Gumption

Gumption

As an aspiring guitarist, I’ve noticed that music, like other forms of creative art, painting, drawing, or design, require high amounts of passion, enthusiasm, and resolve.   More and more, I’ve found the same about development — developers do their best work when they are working on something that they are personally passionate about.  Software engineering is a fundamentally creative practice — when I’m hacking away on a feature where I see a lot of value, I go the extra mile-and-a-half.

Let’s define a lexicon for our passion for development:

gumption – (n) Boldness of enterprise; initiative or aggressiveness ~ Wiktionary

gumption trap is an event or mindset that can cause a person to lose enthusiasm and become discouraged from starting or continuing a project. ~ Wikipedia

The creativity involved with quality software engineering is invoked when my team is working with the highest gumption possible.  As team lead, it’s my job to make sure that, everything else being equal, everyone’s workload is the highest use of their time.  Gumption traps should be avoided when possible.
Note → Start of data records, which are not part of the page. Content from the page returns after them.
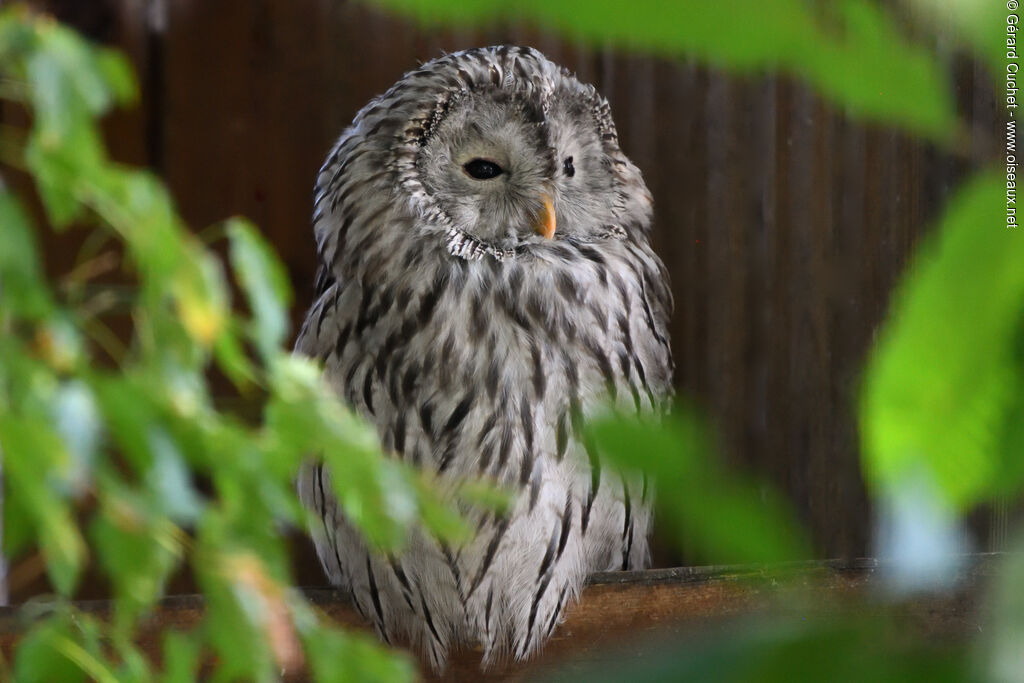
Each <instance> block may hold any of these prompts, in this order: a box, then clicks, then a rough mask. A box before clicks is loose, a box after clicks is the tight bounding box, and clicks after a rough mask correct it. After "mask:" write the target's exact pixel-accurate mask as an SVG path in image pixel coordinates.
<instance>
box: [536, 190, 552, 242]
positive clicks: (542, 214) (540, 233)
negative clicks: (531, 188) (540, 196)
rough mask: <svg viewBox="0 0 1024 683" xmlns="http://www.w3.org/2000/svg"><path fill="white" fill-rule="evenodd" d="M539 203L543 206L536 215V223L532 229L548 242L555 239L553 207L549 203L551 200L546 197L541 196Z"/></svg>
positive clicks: (541, 207)
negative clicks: (539, 201) (535, 230)
mask: <svg viewBox="0 0 1024 683" xmlns="http://www.w3.org/2000/svg"><path fill="white" fill-rule="evenodd" d="M541 201H542V203H543V205H544V206H542V207H541V211H540V212H538V214H537V222H536V223H534V229H535V230H537V233H538V234H540V236H542V237H544V238H547V239H548V240H550V239H551V238H553V237H555V207H554V205H553V204H552V203H551V198H550V197H547V196H542V197H541Z"/></svg>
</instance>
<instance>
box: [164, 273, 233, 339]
mask: <svg viewBox="0 0 1024 683" xmlns="http://www.w3.org/2000/svg"><path fill="white" fill-rule="evenodd" d="M189 256H191V257H193V261H191V263H193V264H194V265H195V266H196V267H182V268H181V269H180V270H179V278H178V279H177V280H176V281H175V288H174V292H175V296H176V299H177V304H178V312H179V313H180V315H181V322H182V324H183V325H184V326H185V329H186V330H188V332H189V334H191V336H193V338H194V339H195V340H196V341H198V342H199V343H200V344H202V345H203V346H204V347H209V346H212V345H213V343H214V342H215V341H216V340H217V337H219V336H220V333H221V331H222V330H223V329H224V326H225V325H226V319H227V314H228V310H227V287H226V285H225V283H224V274H223V269H222V268H221V266H220V263H219V262H218V261H217V260H216V259H215V258H214V256H213V255H212V254H209V253H200V254H190V255H189Z"/></svg>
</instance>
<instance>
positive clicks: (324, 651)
mask: <svg viewBox="0 0 1024 683" xmlns="http://www.w3.org/2000/svg"><path fill="white" fill-rule="evenodd" d="M303 642H304V644H305V652H306V657H307V660H308V666H309V668H310V669H311V670H312V674H313V680H315V681H316V682H317V683H358V682H361V681H366V683H375V682H376V681H395V682H399V681H413V680H416V667H415V666H414V664H413V660H412V658H411V657H410V656H409V655H404V654H399V653H397V652H389V651H388V650H386V649H384V648H383V647H381V646H380V645H379V644H377V643H376V642H374V641H372V640H371V639H370V638H368V637H367V636H362V635H358V634H348V633H343V632H341V631H338V630H337V629H332V628H330V627H328V626H326V625H324V626H322V627H321V628H318V629H313V630H310V631H308V632H307V633H305V634H303Z"/></svg>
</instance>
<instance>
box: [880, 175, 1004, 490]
mask: <svg viewBox="0 0 1024 683" xmlns="http://www.w3.org/2000/svg"><path fill="white" fill-rule="evenodd" d="M1004 182H1005V180H1004V178H1002V177H1001V174H997V173H988V174H984V175H981V176H979V177H977V178H974V179H973V180H972V181H971V182H969V183H968V184H967V185H966V186H965V187H964V188H963V189H961V190H959V191H958V193H957V194H956V196H955V197H954V199H953V200H952V201H951V202H950V205H949V208H948V210H947V212H946V214H945V216H944V217H943V219H942V221H941V223H940V225H939V229H938V232H937V233H936V234H933V236H931V237H930V238H929V239H928V240H927V241H926V242H925V243H924V244H922V246H921V247H920V248H919V251H918V253H916V254H915V257H914V259H913V263H912V264H911V266H910V267H909V269H908V270H907V273H906V274H905V276H904V279H903V282H902V283H901V284H900V286H899V289H898V291H897V293H896V295H895V296H894V299H893V302H894V303H893V306H892V309H891V311H890V313H889V316H888V321H887V323H886V325H885V327H884V329H883V330H882V333H881V335H880V338H879V344H878V346H877V348H876V349H874V350H873V352H872V354H871V357H870V359H869V361H868V366H867V370H866V374H865V377H864V389H863V393H862V396H861V411H860V425H861V433H862V438H863V463H864V469H865V473H866V475H867V477H868V479H869V481H870V482H871V483H872V484H873V485H874V486H876V487H881V488H882V489H883V490H886V489H890V488H893V487H898V486H900V485H901V482H903V481H904V480H905V479H906V478H907V477H910V476H916V475H918V473H919V472H928V473H929V474H930V475H931V478H932V479H933V480H934V481H935V482H936V484H937V485H938V486H939V487H940V488H941V489H942V492H943V494H944V495H945V496H946V497H947V500H948V501H949V502H950V503H951V504H953V505H954V506H958V507H968V506H971V505H973V504H975V503H977V502H979V501H981V500H984V499H986V498H988V497H990V496H991V495H992V494H993V493H995V492H997V490H999V488H1000V487H1001V486H1002V481H1000V480H1001V479H1002V477H1004V476H1005V474H1004V471H1002V470H1001V468H1000V466H1001V460H1000V458H1001V452H1002V451H1001V450H1002V449H1004V447H1006V446H1007V445H1008V444H1006V443H1004V442H1001V438H1002V437H1004V433H1005V431H1004V430H1005V425H1006V424H1007V419H1008V417H1009V415H1010V413H1011V412H1012V411H1013V410H1014V409H1015V407H1016V408H1017V410H1018V411H1019V396H1020V395H1021V393H1022V391H1024V383H1022V381H1021V378H1022V376H1024V374H1022V373H1021V372H1020V368H1021V365H1020V362H1019V360H1017V358H1019V357H1020V355H1021V354H1022V345H1021V343H1022V340H1024V335H1022V334H1021V329H1022V328H1021V325H1022V324H1021V321H1022V316H1024V267H1021V263H1024V240H1022V239H1021V236H1020V234H1018V232H1017V231H1014V230H1006V229H1005V228H1002V227H1000V226H1001V225H1002V224H1004V223H1005V216H1002V209H1004V206H1005V197H1004V187H1002V184H1004ZM1018 415H1019V413H1018ZM1019 445H1020V444H1019V443H1018V450H1017V452H1016V454H1015V455H1011V456H1009V458H1011V459H1012V458H1014V457H1019V455H1020V451H1019Z"/></svg>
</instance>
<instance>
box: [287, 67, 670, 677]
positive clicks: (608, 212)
mask: <svg viewBox="0 0 1024 683" xmlns="http://www.w3.org/2000/svg"><path fill="white" fill-rule="evenodd" d="M480 160H483V161H485V162H487V163H493V164H495V166H496V167H497V168H499V169H500V171H501V174H500V175H499V176H498V177H495V178H488V179H475V177H473V176H470V175H469V173H470V171H469V170H467V169H473V170H474V172H477V171H479V173H484V172H486V173H494V172H495V169H494V168H490V167H487V166H486V165H485V164H484V165H483V166H480V164H479V163H477V166H476V167H470V166H468V164H469V163H470V162H479V161H480ZM479 169H482V170H479ZM546 201H547V204H545V202H546ZM548 210H551V213H550V215H549V214H548V213H546V211H548ZM650 214H651V199H650V195H649V193H648V191H647V188H646V186H645V185H644V183H643V180H642V178H641V176H640V172H639V171H638V170H637V169H636V167H635V166H633V164H632V163H630V161H629V160H628V159H627V158H626V157H625V155H623V153H622V151H621V150H620V148H618V142H617V137H616V134H615V130H614V126H613V124H612V121H611V117H610V114H609V110H608V104H607V102H606V101H605V100H604V99H603V98H602V97H600V96H599V95H598V94H597V93H596V92H595V90H594V89H593V87H591V86H586V85H583V84H581V83H580V82H579V81H577V80H575V78H574V77H572V76H571V75H569V74H568V73H567V72H566V71H564V70H562V69H560V68H558V67H556V66H555V65H553V63H552V62H551V61H549V60H547V59H546V58H545V57H544V56H543V55H541V54H540V53H539V52H537V51H536V50H532V49H530V48H518V47H492V48H482V49H474V50H468V51H465V52H459V53H456V54H451V55H446V56H443V57H441V58H438V59H435V60H433V61H430V62H428V63H426V65H423V66H422V67H421V68H420V69H418V70H416V71H413V72H411V73H409V74H406V75H404V76H403V77H402V78H401V79H400V80H399V81H398V82H397V83H396V84H395V85H394V86H393V87H392V88H391V89H389V90H388V91H387V92H386V93H384V94H383V95H382V96H380V97H378V98H377V99H375V100H373V101H372V102H371V103H370V104H369V105H367V106H366V108H365V109H364V110H362V111H361V112H359V113H358V115H357V116H356V117H355V120H354V121H353V123H352V125H351V127H349V128H348V129H347V130H346V131H345V132H344V133H343V134H342V136H341V138H340V139H339V141H338V142H337V144H336V145H335V147H334V150H333V151H332V152H331V154H330V156H329V158H328V160H327V162H326V163H325V165H324V167H323V168H322V170H321V172H319V174H318V176H317V183H316V190H315V213H314V226H315V236H316V244H317V250H318V255H319V261H321V269H319V273H318V276H317V283H316V299H315V301H314V303H313V305H312V307H311V308H310V310H309V313H308V315H307V317H306V321H305V324H304V326H303V328H302V331H301V333H300V336H299V340H298V342H297V344H296V349H297V351H298V352H300V353H304V354H307V355H310V356H314V357H316V358H319V359H321V360H322V361H323V362H324V369H325V373H326V375H327V378H328V380H329V381H330V383H331V384H332V386H334V387H336V388H337V391H338V393H339V394H340V395H341V396H342V397H343V398H344V399H345V400H346V401H347V402H348V403H349V404H350V405H351V407H352V408H353V409H355V410H356V411H357V412H358V413H360V414H361V415H364V416H365V417H366V418H368V419H369V420H371V421H372V422H373V423H375V424H376V425H377V426H378V428H379V431H380V435H381V439H382V442H383V444H384V446H385V449H386V450H387V451H389V452H393V453H395V454H397V455H398V456H400V457H401V458H403V459H404V460H407V461H410V462H412V463H415V464H417V465H420V466H422V467H425V468H429V469H431V470H434V471H436V472H440V473H441V474H442V476H443V477H446V478H451V479H453V480H455V479H464V478H466V477H474V476H483V477H493V478H494V479H497V480H498V481H500V482H501V483H503V484H506V485H509V486H513V487H515V488H517V489H519V490H520V492H521V495H519V497H518V499H517V501H516V504H515V506H514V509H513V510H512V511H511V513H510V514H508V515H507V516H505V517H502V518H496V517H495V515H492V514H482V513H476V514H475V517H474V518H473V521H474V522H475V523H476V533H475V537H474V538H473V540H472V541H471V542H469V543H467V544H465V545H464V546H462V547H457V548H449V547H445V546H443V545H442V544H439V543H438V542H436V541H435V540H433V539H431V538H428V537H426V536H425V535H423V533H419V535H417V536H416V538H415V539H414V540H413V542H412V544H411V546H410V547H409V548H408V549H407V550H406V551H404V552H403V553H402V554H401V555H400V556H397V557H383V556H379V555H376V554H374V553H373V552H372V551H368V549H367V547H366V545H365V543H364V542H362V541H361V539H360V538H359V536H358V535H357V533H356V532H355V531H354V530H353V529H352V527H351V526H350V525H349V524H348V523H347V522H346V521H345V520H344V519H343V517H342V515H341V514H340V512H339V510H338V507H337V505H336V504H335V502H334V501H333V500H332V499H331V497H330V495H329V494H328V495H325V492H330V486H329V484H328V483H327V481H326V479H327V477H328V476H329V475H328V473H327V472H326V471H323V468H321V467H318V466H309V467H307V468H306V469H305V470H304V471H303V473H302V475H301V477H300V480H299V490H300V494H301V497H302V500H303V501H304V503H305V504H306V505H307V506H309V508H310V509H312V510H314V511H315V512H316V513H317V514H318V515H319V516H321V517H322V518H323V519H324V520H325V526H324V528H323V529H322V530H321V531H319V532H317V533H316V535H315V539H314V540H315V542H316V547H317V551H318V553H319V557H321V561H322V562H323V564H324V567H325V569H326V571H327V573H328V575H329V577H330V579H331V581H332V583H334V584H336V585H338V586H341V587H342V588H343V590H346V591H349V592H350V594H351V597H352V599H353V601H354V603H355V605H356V607H357V608H358V610H359V611H360V612H362V613H364V614H365V615H366V616H367V618H369V620H371V621H372V622H373V623H374V624H375V625H376V627H377V630H378V632H379V633H380V635H381V637H382V638H383V639H384V640H386V641H388V642H411V643H412V644H413V645H414V646H415V647H417V648H418V649H419V650H420V651H421V652H423V654H424V655H425V656H426V657H427V658H428V659H429V660H430V661H431V664H432V665H433V666H434V667H435V668H441V667H443V663H444V660H445V658H446V656H447V653H449V651H450V650H452V649H453V648H455V647H458V646H460V645H463V644H467V645H468V644H473V643H479V644H480V645H482V648H483V651H484V661H485V663H490V661H494V660H496V659H500V658H504V657H507V656H514V657H523V656H526V655H528V654H530V653H531V652H534V651H535V650H536V649H537V648H538V647H539V646H540V645H541V644H542V642H543V641H544V639H545V638H546V637H547V636H548V635H550V634H551V632H552V631H553V630H554V628H555V627H556V626H557V625H558V623H559V621H560V618H561V613H562V610H563V609H564V607H565V606H566V605H567V604H569V603H571V602H572V601H573V600H574V599H575V597H577V595H578V594H579V592H580V589H581V586H582V584H583V582H584V579H585V578H586V575H587V574H588V573H590V572H592V571H599V570H607V569H625V568H639V567H643V566H644V565H645V564H646V563H647V561H648V559H647V558H648V551H647V532H648V527H649V522H650V514H649V509H648V505H649V500H648V498H649V496H648V492H647V490H646V486H645V485H644V483H643V482H641V481H631V482H630V483H629V485H627V484H626V483H625V482H624V481H623V480H622V478H621V477H620V476H618V475H613V474H610V473H609V472H607V471H602V469H601V467H600V460H599V458H598V454H596V453H594V452H593V450H592V449H588V447H587V444H585V443H583V441H582V439H581V438H580V426H581V420H583V419H586V417H587V416H588V415H590V414H592V413H593V412H594V411H596V410H598V409H599V408H600V407H601V405H602V403H604V402H605V401H607V400H608V399H611V400H614V401H615V402H616V403H617V404H618V405H620V407H624V408H627V409H629V410H635V411H639V412H644V413H648V412H658V411H660V410H662V409H663V408H664V403H665V401H666V398H667V396H668V394H669V393H670V383H671V375H672V359H671V353H670V349H669V342H668V332H667V325H668V316H669V314H670V309H671V305H672V304H671V298H670V293H669V289H668V281H667V275H666V273H665V268H664V266H663V265H662V262H660V261H659V260H658V258H657V257H656V256H655V255H654V254H653V252H652V251H651V250H650V248H649V246H648V244H647V233H648V230H649V224H650ZM542 218H547V219H549V220H550V225H548V227H547V228H546V229H548V230H550V229H552V228H554V229H555V231H554V237H553V238H551V239H547V238H545V237H542V236H541V234H538V233H537V231H541V232H544V231H545V229H542V228H540V227H538V224H539V220H541V219H542ZM556 224H557V227H555V225H556ZM535 228H537V229H535Z"/></svg>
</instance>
That’s not to say that there isn’t drudgerous work to be done sometimes, or that anyone is above drab work, but that should always be a shared responsibility.  It just so happens that leading indicators of software quality are also leading indicators of the amount of gumption traps that will be assigned – bugs, performance issues, or other irreproducible or intermittent issues. As a team, it’s our job to keep quality high, and an ounce of prevention is worth a pound of cure.  Isn’t it great that what makes sense for the business also keeps the engineering team happy?